O Eco das Telhas
O cheiro de poeira e madeira velha recebia Clara e Mateus como um abraço tímido, quase hesitante. A casa, herança de uma tia distante que eles mal conheciam, parecia suspirar ao deixarem as malas no chão de tacos gastos do hall de entrada. Era um casarão antigo em Santa Teresa, um daqueles com janelas altas que pareciam olhos curiosos e um jardim um tanto selvagem que descia a ladeira em cascata.
Clara, arquiteta com a alma dividida entre a praticidade do concreto e a poesia das construções antigas, sentiu uma estranha familiaridade ali. Cada rachadura no reboco, cada azulejo com a pintura desbotada, contava uma história. Mateus, músico acostumado ao barulho e à agitação da cidade, via na casa um refúgio, um silêncio que ele raramente permitia em sua vida.
Os primeiros dias foram uma dança de descoberta e adaptação. As tábuas do assoalho gemiam sob os passos, como se protestassem contra a intromissão. De madrugada, ouviam-se ruídos sutis: o tilintar distante de um copo, o arrastar de um móvel invisível, o murmúrio inaudível de vozes.
“São as telhas assentando”, Mateus dizia, com um sorriso forçado, tentando afastar o arrepio que percorria sua espinha. Clara, porém, começava a notar padrões. Certo barulho de chaves se repetia no mesmo horário, uma melodia de passos lentos parecia ecoar do corredor do segundo andar quando ninguém estava lá. Um dia, enquanto arrumava um armário embutido no quarto principal, encontrou um pequeno diário de capa de couro desgastado. As páginas amareladas eram repletas de uma caligrafia elegante e delicada, que pertencia a uma tal Aurora.
Aurora falava de um amor proibido, de cartas escondidas em um fundo falso da escrivaninha, de tardes de chuva passadas ouvindo as mesmas sinfonias que Mateus agora dedilhava no violão. Falava de um segredo guardado no jardim, perto de uma roseira que já não existia mais. Clara sentia uma conexão cada vez mais forte com aquela mulher do passado, cujos sentimentos pareciam reverberar nas paredes da casa.
Mateus, a princípio cético, começou a sentir a presença sutil. Uma nota esquecida em seu teclado parecia ecoar uma melodia que ele jurava nunca ter ouvido. Sonhos vívidos começaram a povoar suas noites, fragmentos de vidas que não eram as suas, mas que o tocavam profundamente. Um dia, enquanto buscava a origem de um fio de cabelo loiro que aparecia inexplicavelmente no sofá, ele sentiu uma mão fria tocar seu ombro. Virou-se, mas não havia ninguém. Apenas o ar, denso e carregado de lembranças.
A casa não sussurrava apenas segredos; ela compartilhava emoções. A melancolia de Aurora, a esperança de um encontro furtivo, o peso de um arrependimento. Clara e Mateus, em meio à desordem da mudança e à busca por entender os murmúrios da casa, começaram a confrontar seus próprios silêncios, suas próprias histórias não ditas. A casa parecia um espelho, refletindo não apenas o passado, mas também as sombras que eles carregavam consigo.
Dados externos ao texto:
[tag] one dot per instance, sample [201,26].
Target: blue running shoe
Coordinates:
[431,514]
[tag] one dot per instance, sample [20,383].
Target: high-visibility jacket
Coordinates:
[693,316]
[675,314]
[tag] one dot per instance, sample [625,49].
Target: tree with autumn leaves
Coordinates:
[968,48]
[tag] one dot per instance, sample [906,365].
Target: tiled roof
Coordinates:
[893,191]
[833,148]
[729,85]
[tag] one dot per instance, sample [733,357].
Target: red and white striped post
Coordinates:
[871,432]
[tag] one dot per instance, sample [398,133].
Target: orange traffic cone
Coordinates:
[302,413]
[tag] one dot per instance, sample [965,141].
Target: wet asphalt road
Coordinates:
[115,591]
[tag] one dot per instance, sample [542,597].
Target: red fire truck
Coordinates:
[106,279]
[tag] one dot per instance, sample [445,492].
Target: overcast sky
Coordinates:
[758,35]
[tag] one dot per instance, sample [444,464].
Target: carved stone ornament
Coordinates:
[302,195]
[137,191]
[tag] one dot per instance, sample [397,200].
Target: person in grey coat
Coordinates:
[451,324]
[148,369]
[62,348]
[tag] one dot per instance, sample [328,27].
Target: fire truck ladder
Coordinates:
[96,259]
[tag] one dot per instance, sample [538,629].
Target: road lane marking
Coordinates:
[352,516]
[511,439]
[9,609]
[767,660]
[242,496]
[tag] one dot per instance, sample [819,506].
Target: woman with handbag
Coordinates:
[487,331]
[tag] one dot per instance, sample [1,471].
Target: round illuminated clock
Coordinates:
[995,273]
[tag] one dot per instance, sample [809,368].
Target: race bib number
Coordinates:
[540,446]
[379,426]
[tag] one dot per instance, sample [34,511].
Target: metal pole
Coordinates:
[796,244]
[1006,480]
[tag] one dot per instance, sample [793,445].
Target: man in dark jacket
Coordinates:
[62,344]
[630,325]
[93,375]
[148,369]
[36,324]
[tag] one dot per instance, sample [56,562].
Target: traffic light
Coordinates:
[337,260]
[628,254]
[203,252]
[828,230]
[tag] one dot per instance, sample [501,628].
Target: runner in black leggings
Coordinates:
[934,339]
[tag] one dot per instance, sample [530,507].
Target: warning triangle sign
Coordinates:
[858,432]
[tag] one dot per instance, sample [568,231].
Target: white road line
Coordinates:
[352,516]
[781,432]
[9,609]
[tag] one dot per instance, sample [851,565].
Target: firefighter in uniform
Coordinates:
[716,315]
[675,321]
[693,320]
Uma noite, a luz bruxuleante da varanda revelou, por um instante fugaz, a silhueta de uma mulher jovem, parada no jardim, olhando para a casa. Mateus congelou. Clara, segurando o diário de Aurora, sentiu um arrepio que era, ao mesmo tempo, de medo e de um estranho reconhecimento. Os sussurros se intensificaram, parecendo chamar seus nomes, convidando-os a desvendar a última camada de um mistério antigo. A roseira sumida do jardim, o segredo guardado. O que estaria enterrado ali, aguardando para ser descoberto? E quem eram, afinal, Clara e Mateus para a casa? Meros ocupantes, ou herdeiros de uma história ainda por ser completamente contada? A brisa que entrava pela janela parecia carregar um convite, um chamado para que eles continuassem a escutar.